18 juillet 2012 : La cyberdéfense : un enjeu mondial, une priorité nationale ( rapport d'information )

B. RENFORCER LE PARTENARIAT AVEC L'ENSEMBLE DES ACTEURS

La coopération avec le secteur privé est encore insuffisamment développée en France alors qu'elle constitue une dimension essentielle, comme en témoigne la place éminente accordée à ce volet dans les stratégies cyber mises en place aux Etats-Unis, au Royaume-Uni ou en Allemagne.

Pour votre rapporteur, il importe d'accentuer nos efforts dans trois directions : le développement du partenariat avec le secteur économique, le renforcement des relations avec les opérateurs d'importance vitale, et, enfin, en matière de formation, de recherche, de sensibilisation et de communication.
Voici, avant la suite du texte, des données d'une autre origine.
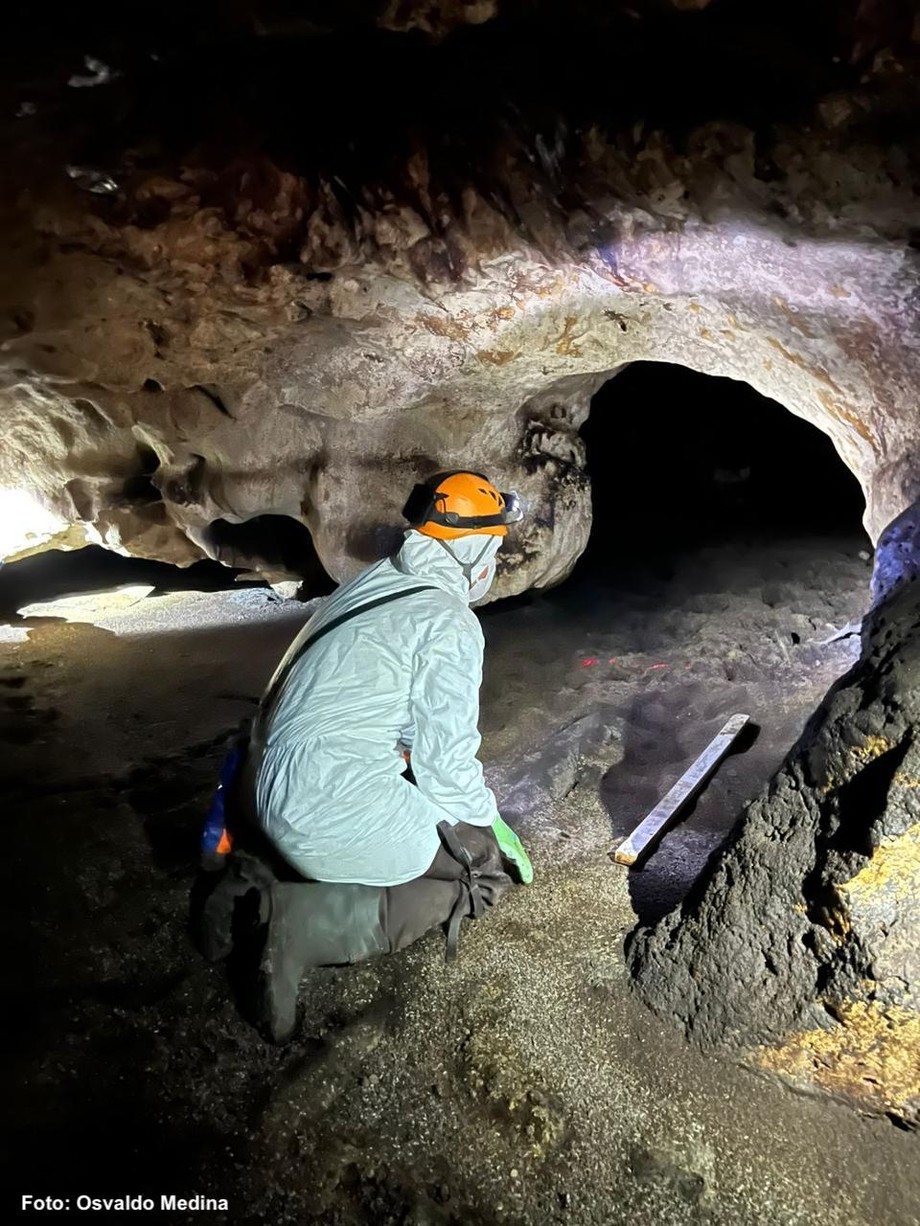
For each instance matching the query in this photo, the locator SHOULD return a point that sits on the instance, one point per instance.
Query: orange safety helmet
(455, 504)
1. Développer le partenariat avec le secteur économique

La sensibilisation des entreprises, et singulièrement de leurs dirigeants, aux enjeux liés à la sécurité des systèmes d'information mériterait tout d'abord d'être fortement renforcée.

Assurer la sécurité des systèmes d'information des entreprises n'est pas seulement un enjeu technique. C'est aussi un double enjeu économique et stratégique, puisqu'il s'agit de protéger l'ensemble des maillons de la chaîne de valeur des entreprises, notre savoir-faire technologique comme nos parts de marché, dans la véritable guerre économique que nous connaissons aujourd'hui, voire un enjeu politique, lorsque les intérêts de la Nation sont en jeu.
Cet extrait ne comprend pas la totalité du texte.